As I’m not the first person to have pointed out, the Royal Opera has indulged in a truly phenomenal number of performances of La Traviata this season, in the largely traditional production by Richard Eyre, which opened in 1994 with Angela Gheorghiu making her name. The three main roles have been cast differently for these three runs of performances, of which the last has just begun.
It’s the kind of production that allows plenty of scope for individual interpretations, and in the many revivals I have seen of it the two outstanding pieces of casting have been the Alfredo of Jonas Kaufmann in 2008, which showed how interesting this usually wooden role can be with an interpreter of genius; and the still more remarkable account of Germont by Simon Keenlyside a couple of months ago; while Anna Netrebko, also in 2008, was the best of the Violettas I have seen.
It so happens that I got a DVD of the opera to review, at the same time as seeing this latest revival, of a performance given in Graz on 11 March last year, and directed by that ancien enfant terrible Peter Konwitschny. The production, as one would expect, is at the opposite pole from Eyre’s, with the director’s training in Brechtian theatre apparent at every moment. There is a 20-minute bonus, quite engaging, of Konwitschny talking about the work (‘the opera of all operas’ he calls Traviata, though this is his first assault on it) and rehearsing some of its key scenes.
He thinks that Violetta is the only live person in the work, Alfredo merely being someone — anyone — to love, and being directed accordingly as a nerd in a duffel coat and wearing glasses (always the sign of a hopeless, helpless character in opera), and his father a piece of social machinery. I was inclined to the latter view until Keenlyside make me realise how much Germont is, or can be made to be, a fellow-sufferer.

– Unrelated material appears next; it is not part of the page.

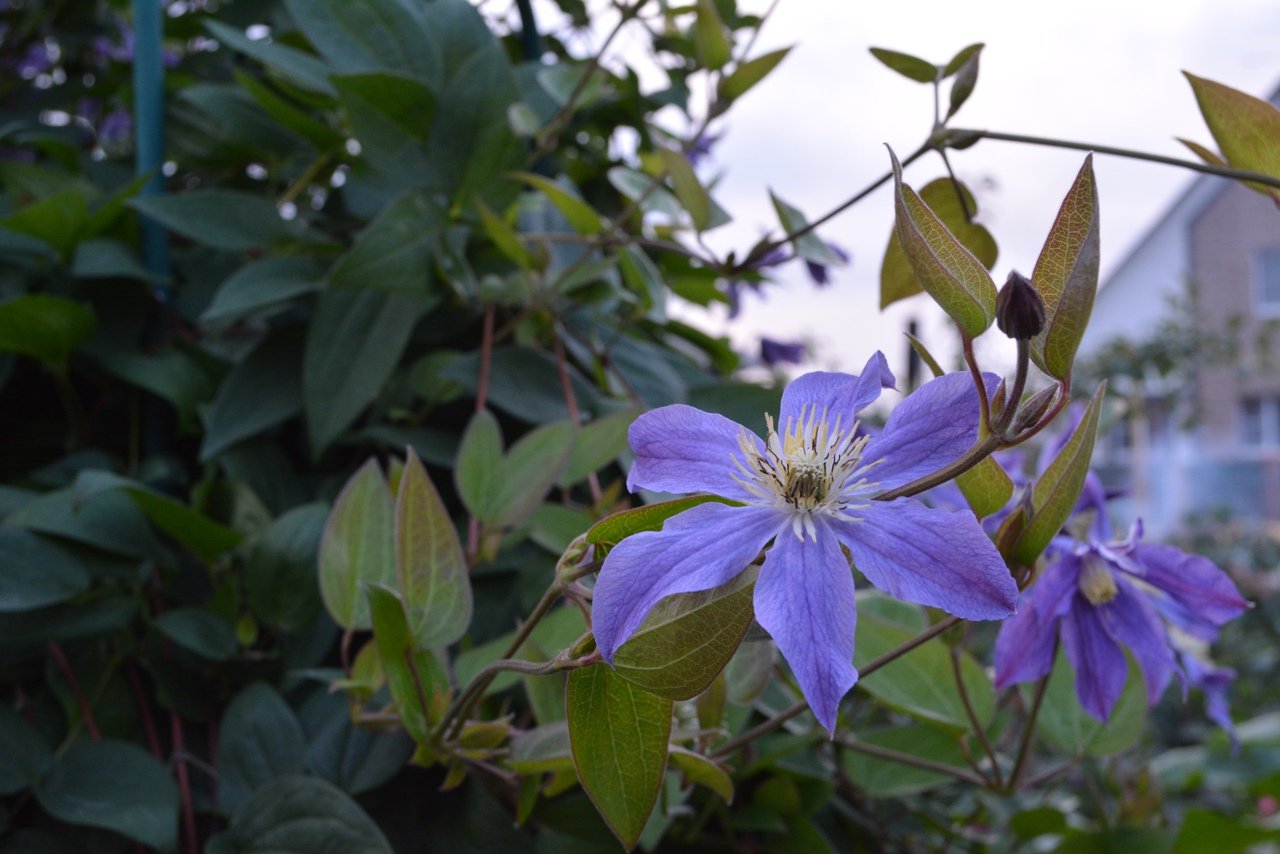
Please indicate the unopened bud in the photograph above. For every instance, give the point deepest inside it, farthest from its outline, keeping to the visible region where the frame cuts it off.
(1019, 309)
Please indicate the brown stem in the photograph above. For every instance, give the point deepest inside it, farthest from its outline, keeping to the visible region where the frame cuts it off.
(77, 692)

Konwitschny introduces a character, too: the daughter whose fiancé won’t marry her while her brother has an affair with a courtesan. This daughter, however, has plaits and shares the family’s visual impairment, and seems to be about 14. Germont knocks and throws her around and it is Violetta who protects and comforts her. A shade heavy-handed, even for Regietheater — though Konwitschny insists he is not ‘one of those’. If you go on to Amazon you can see what fiercely opposed reactions this production has already provoked, and I think I share almost all of them. I don’t mind that the action is updated — as Konwitschny says, we are still muddle-headed about ‘the whole sex thing’, and attitudes to prostitution aren’t much different now from what they were in Verdi’s time. On the other hand, Germont has to be made a wholly preposterous figure in order to figure at all. And of course, as with updatings of La Bohème, there is the question of why Violetta doesn’t get herself some antibiotics.

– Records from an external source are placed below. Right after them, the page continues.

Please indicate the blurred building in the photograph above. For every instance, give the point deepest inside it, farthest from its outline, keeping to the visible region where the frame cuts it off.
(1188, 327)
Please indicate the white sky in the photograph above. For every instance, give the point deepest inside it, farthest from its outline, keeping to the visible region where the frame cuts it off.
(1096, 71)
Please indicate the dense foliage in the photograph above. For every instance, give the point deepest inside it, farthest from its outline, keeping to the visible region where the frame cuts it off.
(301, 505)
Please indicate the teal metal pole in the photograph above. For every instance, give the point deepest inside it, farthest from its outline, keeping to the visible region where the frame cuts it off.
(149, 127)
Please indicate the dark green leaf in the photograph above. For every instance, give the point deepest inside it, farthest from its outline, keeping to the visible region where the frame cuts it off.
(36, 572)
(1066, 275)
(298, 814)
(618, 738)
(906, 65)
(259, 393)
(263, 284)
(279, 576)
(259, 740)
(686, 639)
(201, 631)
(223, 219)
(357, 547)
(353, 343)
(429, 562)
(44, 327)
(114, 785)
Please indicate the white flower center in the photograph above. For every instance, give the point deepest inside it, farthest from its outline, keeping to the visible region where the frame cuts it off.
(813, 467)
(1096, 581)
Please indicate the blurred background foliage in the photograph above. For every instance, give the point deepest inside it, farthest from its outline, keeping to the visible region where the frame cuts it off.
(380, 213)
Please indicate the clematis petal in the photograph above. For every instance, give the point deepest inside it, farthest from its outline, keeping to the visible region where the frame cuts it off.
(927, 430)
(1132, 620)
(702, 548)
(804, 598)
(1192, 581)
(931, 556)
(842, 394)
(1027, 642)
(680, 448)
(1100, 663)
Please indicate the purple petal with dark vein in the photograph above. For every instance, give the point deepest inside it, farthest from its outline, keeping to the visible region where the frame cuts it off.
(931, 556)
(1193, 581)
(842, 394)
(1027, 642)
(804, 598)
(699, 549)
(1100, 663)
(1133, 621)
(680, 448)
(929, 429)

Konwitschny really wants to strip away interest from everyone else so that we can just contemplate Violetta meeting her fate, as it might be Milly Theale in The Wings of the Dove. And he has the singer for the part — Marlis Petersen, glorious and intense in every respect, though she sometimes looks as if she might metamorphose into Lulu, a role in which Petersen does excel; and when, during the crucial scene with Germont, she gets a revolver out of her handbag and points it first at herself and then at Germont, one wonders whether Konwitschny’s mind hasn’t strayed; it is an absurd touch.

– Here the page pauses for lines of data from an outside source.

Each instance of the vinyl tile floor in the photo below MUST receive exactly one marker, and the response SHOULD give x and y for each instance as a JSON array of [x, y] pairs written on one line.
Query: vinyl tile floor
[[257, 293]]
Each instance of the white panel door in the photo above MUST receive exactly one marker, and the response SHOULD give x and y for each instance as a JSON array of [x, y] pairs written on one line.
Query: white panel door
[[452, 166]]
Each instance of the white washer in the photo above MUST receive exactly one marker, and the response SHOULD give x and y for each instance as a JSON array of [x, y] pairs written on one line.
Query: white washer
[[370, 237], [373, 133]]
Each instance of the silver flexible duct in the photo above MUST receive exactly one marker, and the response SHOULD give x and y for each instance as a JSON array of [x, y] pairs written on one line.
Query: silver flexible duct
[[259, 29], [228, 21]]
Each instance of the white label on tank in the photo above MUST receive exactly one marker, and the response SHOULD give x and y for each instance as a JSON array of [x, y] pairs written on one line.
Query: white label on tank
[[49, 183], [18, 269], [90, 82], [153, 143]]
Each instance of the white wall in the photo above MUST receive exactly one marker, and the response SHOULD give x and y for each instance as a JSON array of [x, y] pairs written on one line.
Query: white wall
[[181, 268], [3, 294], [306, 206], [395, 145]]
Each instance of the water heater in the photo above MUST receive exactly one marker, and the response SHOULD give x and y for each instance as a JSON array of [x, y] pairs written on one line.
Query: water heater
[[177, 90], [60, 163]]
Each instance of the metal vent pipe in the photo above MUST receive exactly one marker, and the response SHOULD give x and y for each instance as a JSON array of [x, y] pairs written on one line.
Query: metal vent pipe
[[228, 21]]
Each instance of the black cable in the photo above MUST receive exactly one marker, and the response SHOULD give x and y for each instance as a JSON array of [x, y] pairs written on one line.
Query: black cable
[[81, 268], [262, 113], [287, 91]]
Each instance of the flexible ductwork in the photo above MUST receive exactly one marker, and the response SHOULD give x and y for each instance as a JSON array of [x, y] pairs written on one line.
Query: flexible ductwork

What may offend people most with the Graz production is the cutting of the opera, though I welcome almost all of it, especially the elimination of aria repeats, and of some of the cabalettas; and unreservedly that of the matadors and gypsies in the third scene; on the other hand, the cutting of Violetta’s letter-writing, and the extremely moving clarinet solo that accompanies it, is a crime. Overall, the musical interpretation is spruce and pointed to a degree, under Tecwyn Evans, and I shall certainly listen, probably watch, again.
The Royal Opera had Maurizio Benini back to conduct, and though the orchestra was as excellent as usual, this was all routine stuff, for an audience out for an evening’s light entertainment, to be applauded as often as possible. Ermonela Jaho has gone from strength to strength as Violetta, but there isn’t much individuality in her conception, though a great deal more identification with the role than was manifest from either Stephen Costello as Alfredo, admirable as his singing is; or from Paolo Gavanelli as Germont, to whom I feel the Royal Opera has been loyal for long enough. He bawls, but without menace or authority, and scarcely acts at all. I’m sure that Traviata needs to be in the repertoire, to help balance the books, but it is high time for a new production to be envisaged, preferably with Marlis Petersen as its first star.